Regional Statistics Conference 2026

Regional Statistics Conference 2026

AI and Advanced Statistical Modelling in Digital Health. Applications to brain tumors (Y-BIS/ISBIS)

Organiser

K
Ozan Kocadagli

Participants

  • A
    Dr Nihan Acar Denizli
    (Presenter/Speaker)
  • Decoding the content of working memory with functional Data Analysis

  • ZE
    Zeynep Filiz Eren
    (Presenter/Speaker)
  • A Lightweight and Interpretable Machine Learning Approach versus Deep Learning in Medical Image Classification

  • K
    PROF. DR. Ozan Kocadagli
    (Presenter/Speaker)
  • Detection of EGFR Gene Mutations in Brain Tumors: Leveraging Information Complexity for AI-Based Decision Support Systems

  • B
    Prof. Matilde Bini
    (Discussant)

  • Proposal Description

    This session will spotlight cutting-edge research at the intersection of artificial intelligence, advanced statistical modelling, and digital health technologies, with a strong focus on brain tumor imaging and EEG-based neurological monitoring. EEG systems are increasingly validated as affordable, scalable solutions for brain activity analysis, while MRI-based imaging remains central to oncology diagnostics.
    The session features three complementary contributions:

    Decoding the content of working memory by using functional data analysis (FDA) approach: FDA is one of the most popular advanced statistical methods for analyzing digital health data. Due to its ability to analyze complex, high-dimensional data, FDA has recently become important for health monitoring. This presentation will introduce an application of FDA to real-life EEG data.

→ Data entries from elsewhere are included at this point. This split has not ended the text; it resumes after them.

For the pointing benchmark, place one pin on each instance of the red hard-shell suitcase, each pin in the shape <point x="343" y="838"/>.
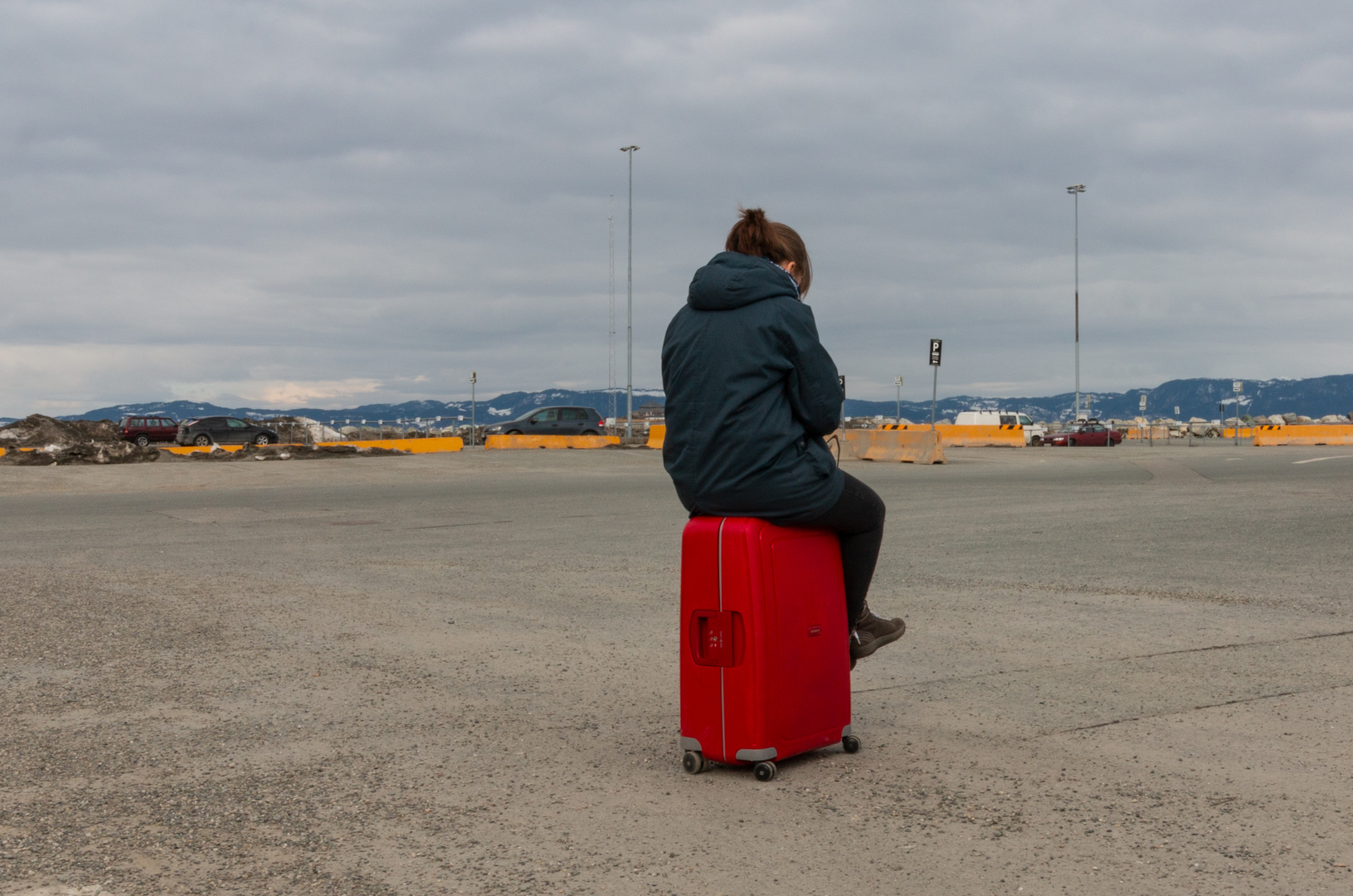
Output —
<point x="765" y="660"/>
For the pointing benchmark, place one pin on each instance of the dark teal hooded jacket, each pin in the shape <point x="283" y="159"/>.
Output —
<point x="750" y="394"/>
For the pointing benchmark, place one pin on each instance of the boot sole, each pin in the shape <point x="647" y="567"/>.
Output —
<point x="868" y="650"/>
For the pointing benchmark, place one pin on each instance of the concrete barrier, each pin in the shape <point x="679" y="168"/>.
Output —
<point x="1153" y="432"/>
<point x="510" y="443"/>
<point x="915" y="446"/>
<point x="1305" y="435"/>
<point x="194" y="450"/>
<point x="411" y="446"/>
<point x="954" y="436"/>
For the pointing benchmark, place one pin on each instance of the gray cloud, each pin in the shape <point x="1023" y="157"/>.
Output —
<point x="367" y="201"/>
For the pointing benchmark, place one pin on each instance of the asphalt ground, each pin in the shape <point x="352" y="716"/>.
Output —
<point x="1127" y="670"/>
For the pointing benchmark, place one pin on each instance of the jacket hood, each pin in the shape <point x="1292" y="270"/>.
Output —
<point x="732" y="280"/>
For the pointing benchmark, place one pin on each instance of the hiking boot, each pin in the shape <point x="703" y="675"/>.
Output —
<point x="873" y="631"/>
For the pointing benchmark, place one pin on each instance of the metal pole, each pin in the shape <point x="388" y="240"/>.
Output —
<point x="630" y="302"/>
<point x="934" y="392"/>
<point x="1076" y="190"/>
<point x="611" y="289"/>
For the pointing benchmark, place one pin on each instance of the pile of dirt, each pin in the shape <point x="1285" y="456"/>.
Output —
<point x="61" y="441"/>
<point x="293" y="452"/>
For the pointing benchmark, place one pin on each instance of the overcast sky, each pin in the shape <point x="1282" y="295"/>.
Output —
<point x="332" y="203"/>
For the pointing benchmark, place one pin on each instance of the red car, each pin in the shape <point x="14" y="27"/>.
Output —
<point x="1093" y="432"/>
<point x="148" y="429"/>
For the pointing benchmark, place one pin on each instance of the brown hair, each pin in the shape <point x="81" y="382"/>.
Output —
<point x="757" y="236"/>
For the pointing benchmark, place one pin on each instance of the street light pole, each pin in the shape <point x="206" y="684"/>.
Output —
<point x="630" y="304"/>
<point x="1076" y="190"/>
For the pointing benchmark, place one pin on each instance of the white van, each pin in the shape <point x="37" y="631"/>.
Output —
<point x="1034" y="433"/>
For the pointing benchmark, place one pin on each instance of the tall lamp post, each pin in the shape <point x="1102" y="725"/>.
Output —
<point x="1076" y="190"/>
<point x="630" y="302"/>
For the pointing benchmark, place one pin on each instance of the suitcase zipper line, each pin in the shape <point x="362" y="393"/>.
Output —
<point x="723" y="715"/>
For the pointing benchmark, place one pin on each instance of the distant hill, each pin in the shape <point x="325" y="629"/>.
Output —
<point x="1194" y="397"/>
<point x="506" y="407"/>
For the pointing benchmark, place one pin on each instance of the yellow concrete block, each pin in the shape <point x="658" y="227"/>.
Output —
<point x="913" y="446"/>
<point x="510" y="443"/>
<point x="1303" y="435"/>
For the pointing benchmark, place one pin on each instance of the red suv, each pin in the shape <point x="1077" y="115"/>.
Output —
<point x="148" y="429"/>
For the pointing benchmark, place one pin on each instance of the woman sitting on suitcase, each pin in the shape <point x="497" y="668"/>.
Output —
<point x="750" y="394"/>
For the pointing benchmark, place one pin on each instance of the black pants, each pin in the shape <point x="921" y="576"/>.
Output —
<point x="858" y="520"/>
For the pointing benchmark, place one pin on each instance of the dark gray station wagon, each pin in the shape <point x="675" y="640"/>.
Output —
<point x="552" y="421"/>
<point x="223" y="431"/>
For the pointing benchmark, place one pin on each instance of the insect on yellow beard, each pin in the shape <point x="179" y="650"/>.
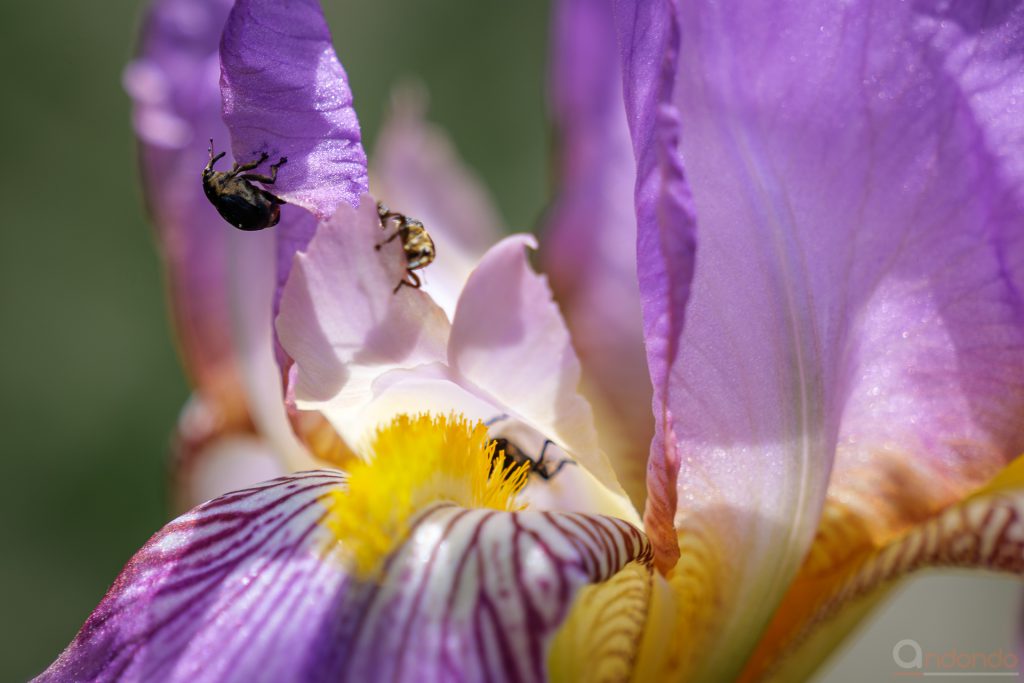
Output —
<point x="417" y="462"/>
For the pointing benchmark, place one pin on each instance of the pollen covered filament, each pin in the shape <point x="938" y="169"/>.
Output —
<point x="416" y="462"/>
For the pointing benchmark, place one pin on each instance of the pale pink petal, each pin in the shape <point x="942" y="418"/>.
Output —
<point x="509" y="340"/>
<point x="417" y="171"/>
<point x="286" y="94"/>
<point x="342" y="322"/>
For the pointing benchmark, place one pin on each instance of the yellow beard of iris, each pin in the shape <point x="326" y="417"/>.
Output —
<point x="416" y="462"/>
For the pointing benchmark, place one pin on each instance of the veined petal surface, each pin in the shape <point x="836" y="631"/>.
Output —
<point x="856" y="176"/>
<point x="286" y="94"/>
<point x="253" y="587"/>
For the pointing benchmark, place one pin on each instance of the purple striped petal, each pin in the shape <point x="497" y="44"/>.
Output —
<point x="475" y="595"/>
<point x="236" y="590"/>
<point x="252" y="587"/>
<point x="589" y="250"/>
<point x="286" y="94"/>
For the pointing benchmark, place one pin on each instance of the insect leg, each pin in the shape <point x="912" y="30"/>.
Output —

    Brain Tumor Mutation Classification and Segmentation with Deep Learning: Leveraging architectures like VGG-16, Inception V3, and ResNet-50, this presentation explores automated tumor detection and segmentation from MRI scans, emphasizing interpretability and lightweight deployment for clinical adoption.

    Interpretable Machine Learning vs. Deep Learning in Medical Imaging: While deep learning excels in predictive accuracy, its black-box nature raises trust concerns. Interpretable ML approaches offer transparency, ensuring explainable decisions in brain imaging and EEG analysis. Systematic reviews highlight the growing role of explainable AI in clinical workflows.

    Together, these talks illustrate how AI and advanced statistical methods are transforming brain health analytics, from EEG signal processing to oncology imaging, while addressing critical needs for accuracy, interpretability, and clinical integration.